They finally said it: high fructose corn syrup is worse than sugar

It’s not fun being the food police.

Sometimes it’s just a big bummer to harp on the bad news about our way of life, our food choices, and the teetering civilization that we all depend on but that seems sometimes so badly planned and executed.

Take poor old high-fructose corn syrup (HFCS). It probably seemed like a great — brilliant — idea to the two men who came up with this sweet-as-sugar sweetener in the 1950s. What could be better than a sugar from cheap, subsidized corn?

A sugar from beets or sugar cane, apparently. Since HFCS has been commercially available since the 1970s, and sweeteners in our food supply increased 25 percent in the last quarter of the twentieth century, we’ve had plenty of time to start seeing the results of all the HFCS out there. And they don’t seem too good.

For this latest University of Utah study, reported in the Oregonian, researchers fed a group of female mice a fructose-glucose (HFCS) diet – i.e. 25 percent of calories – while the control group had a sucrose (table sugar) diet.

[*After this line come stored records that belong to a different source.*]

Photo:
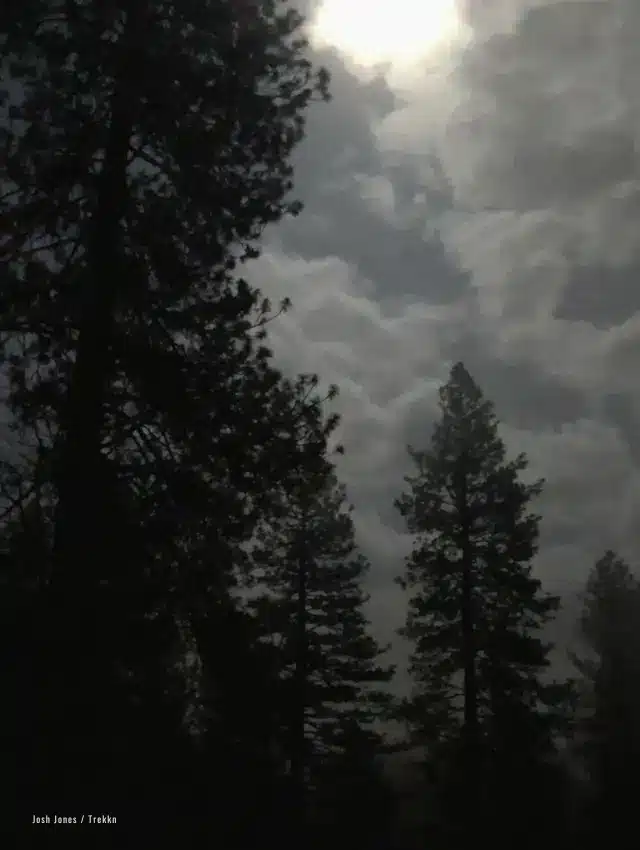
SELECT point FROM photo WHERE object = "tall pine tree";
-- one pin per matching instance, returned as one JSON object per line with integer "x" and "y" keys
{"x": 609, "y": 718}
{"x": 145, "y": 146}
{"x": 309, "y": 600}
{"x": 475, "y": 610}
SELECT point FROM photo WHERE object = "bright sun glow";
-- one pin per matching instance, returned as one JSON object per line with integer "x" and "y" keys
{"x": 397, "y": 31}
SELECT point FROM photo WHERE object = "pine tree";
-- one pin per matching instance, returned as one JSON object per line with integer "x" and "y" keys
{"x": 310, "y": 603}
{"x": 475, "y": 610}
{"x": 609, "y": 725}
{"x": 146, "y": 147}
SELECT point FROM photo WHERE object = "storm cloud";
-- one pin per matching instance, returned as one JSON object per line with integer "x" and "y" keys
{"x": 484, "y": 210}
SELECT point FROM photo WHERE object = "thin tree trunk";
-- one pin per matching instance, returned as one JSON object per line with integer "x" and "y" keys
{"x": 299, "y": 754}
{"x": 471, "y": 736}
{"x": 81, "y": 656}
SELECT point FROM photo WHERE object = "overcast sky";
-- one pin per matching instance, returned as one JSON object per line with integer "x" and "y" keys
{"x": 483, "y": 205}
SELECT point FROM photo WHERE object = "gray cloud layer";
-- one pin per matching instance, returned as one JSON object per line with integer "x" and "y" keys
{"x": 518, "y": 253}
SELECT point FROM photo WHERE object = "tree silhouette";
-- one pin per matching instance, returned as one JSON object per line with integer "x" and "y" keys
{"x": 479, "y": 702}
{"x": 309, "y": 601}
{"x": 145, "y": 147}
{"x": 609, "y": 727}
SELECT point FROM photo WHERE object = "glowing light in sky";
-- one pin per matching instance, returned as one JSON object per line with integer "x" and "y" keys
{"x": 398, "y": 31}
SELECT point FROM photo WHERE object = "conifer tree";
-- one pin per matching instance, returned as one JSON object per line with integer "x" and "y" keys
{"x": 475, "y": 610}
{"x": 309, "y": 601}
{"x": 145, "y": 147}
{"x": 609, "y": 717}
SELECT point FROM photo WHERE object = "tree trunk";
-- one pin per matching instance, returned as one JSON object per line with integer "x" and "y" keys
{"x": 299, "y": 754}
{"x": 80, "y": 704}
{"x": 471, "y": 738}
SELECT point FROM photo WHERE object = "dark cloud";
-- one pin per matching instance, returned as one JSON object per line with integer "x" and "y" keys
{"x": 517, "y": 253}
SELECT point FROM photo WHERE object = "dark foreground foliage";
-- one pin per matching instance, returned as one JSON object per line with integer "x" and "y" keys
{"x": 184, "y": 641}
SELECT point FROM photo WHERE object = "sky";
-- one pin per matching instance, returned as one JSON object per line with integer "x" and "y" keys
{"x": 474, "y": 198}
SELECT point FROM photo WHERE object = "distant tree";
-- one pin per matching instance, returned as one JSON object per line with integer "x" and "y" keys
{"x": 309, "y": 601}
{"x": 609, "y": 717}
{"x": 480, "y": 703}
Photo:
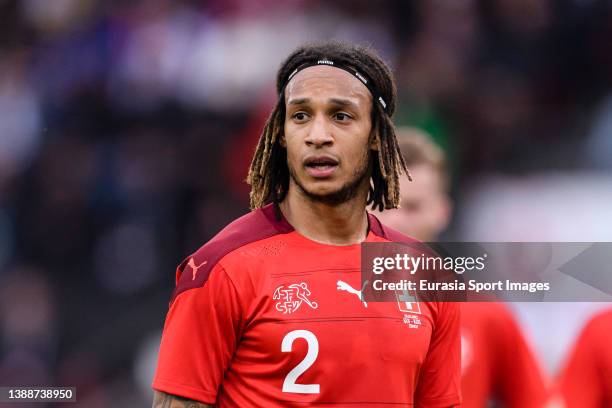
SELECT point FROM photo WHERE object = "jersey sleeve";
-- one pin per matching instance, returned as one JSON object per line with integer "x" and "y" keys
{"x": 200, "y": 334}
{"x": 519, "y": 380}
{"x": 580, "y": 383}
{"x": 439, "y": 380}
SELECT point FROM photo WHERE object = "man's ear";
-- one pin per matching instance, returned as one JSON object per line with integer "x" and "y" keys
{"x": 374, "y": 142}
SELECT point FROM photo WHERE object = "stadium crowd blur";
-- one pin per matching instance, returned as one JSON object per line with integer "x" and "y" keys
{"x": 126, "y": 129}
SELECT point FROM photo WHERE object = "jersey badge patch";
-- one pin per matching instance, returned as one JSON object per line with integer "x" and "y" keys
{"x": 291, "y": 297}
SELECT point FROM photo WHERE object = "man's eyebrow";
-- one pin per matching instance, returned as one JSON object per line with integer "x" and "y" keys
{"x": 335, "y": 101}
{"x": 299, "y": 101}
{"x": 343, "y": 102}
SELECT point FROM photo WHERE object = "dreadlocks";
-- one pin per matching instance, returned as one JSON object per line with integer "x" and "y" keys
{"x": 269, "y": 174}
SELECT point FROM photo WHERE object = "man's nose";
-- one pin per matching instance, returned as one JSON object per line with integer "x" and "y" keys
{"x": 320, "y": 133}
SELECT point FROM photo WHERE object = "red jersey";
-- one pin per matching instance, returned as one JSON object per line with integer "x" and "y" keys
{"x": 497, "y": 364}
{"x": 586, "y": 380}
{"x": 264, "y": 317}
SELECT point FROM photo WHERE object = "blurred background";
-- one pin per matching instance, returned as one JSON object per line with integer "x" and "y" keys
{"x": 127, "y": 127}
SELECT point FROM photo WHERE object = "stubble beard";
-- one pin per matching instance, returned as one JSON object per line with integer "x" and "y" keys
{"x": 346, "y": 192}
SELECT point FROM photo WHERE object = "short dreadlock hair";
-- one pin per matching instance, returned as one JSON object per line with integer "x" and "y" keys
{"x": 269, "y": 173}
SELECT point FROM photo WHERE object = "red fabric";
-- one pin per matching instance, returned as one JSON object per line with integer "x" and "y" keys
{"x": 222, "y": 341}
{"x": 586, "y": 380}
{"x": 497, "y": 363}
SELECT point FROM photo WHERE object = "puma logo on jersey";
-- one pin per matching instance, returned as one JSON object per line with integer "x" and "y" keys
{"x": 348, "y": 288}
{"x": 194, "y": 267}
{"x": 291, "y": 297}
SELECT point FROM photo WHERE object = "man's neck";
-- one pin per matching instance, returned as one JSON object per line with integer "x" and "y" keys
{"x": 342, "y": 224}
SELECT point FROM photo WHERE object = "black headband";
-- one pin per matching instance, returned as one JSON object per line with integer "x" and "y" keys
{"x": 346, "y": 68}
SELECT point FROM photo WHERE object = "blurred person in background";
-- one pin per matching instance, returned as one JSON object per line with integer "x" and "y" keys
{"x": 257, "y": 311}
{"x": 497, "y": 363}
{"x": 586, "y": 379}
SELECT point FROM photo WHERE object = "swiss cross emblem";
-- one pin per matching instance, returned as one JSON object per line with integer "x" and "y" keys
{"x": 290, "y": 297}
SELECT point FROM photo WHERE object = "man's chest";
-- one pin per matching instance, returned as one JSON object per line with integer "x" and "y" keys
{"x": 299, "y": 311}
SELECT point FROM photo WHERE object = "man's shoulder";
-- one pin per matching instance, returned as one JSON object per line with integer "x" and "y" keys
{"x": 257, "y": 225}
{"x": 387, "y": 233}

Female mice on the first diet were almost two times more likely to die than those on the sucrose diet, and in addition they produced fewer babies.

HFCS is different from sugar in its molecular structure, and thus affects the body differently — the rise of global obesity is correlated with the rise of use of HFCS in our food supply. That’s because in HFCS the fructose and glucose are separated which allows the fructose to go straight to the liver and be converted to fat, according to Dr. Mark Hyman.

Sodas are one of the biggest sources of HFCS in the average diet – and it seems sodas and other mainstream drinks contain remarkably high levels of fructose.

And there are other nasty physical effects of HFCS being documented by science.

Mike Mozart/CC BY 2.0

Food manufacturers are starting to take note, creating or re-formulating products where they are highlighting the use of “real sugar” — as opposed to HFCS — as a positive benefit.

Another, added benefit of cutting HFCS from diets is that most of it is from genetically modified (GM) corn. While science hasn’t yet shown conclusively that genetically modified foods are worse for the body than non GM ones, that could happen, as happened with good old HFCS.

Luckily, organic foods are by law still not allowed to have genetically modified ingredients in them, so eating mostly organic foods will limit your consumption of HFCS and GMs.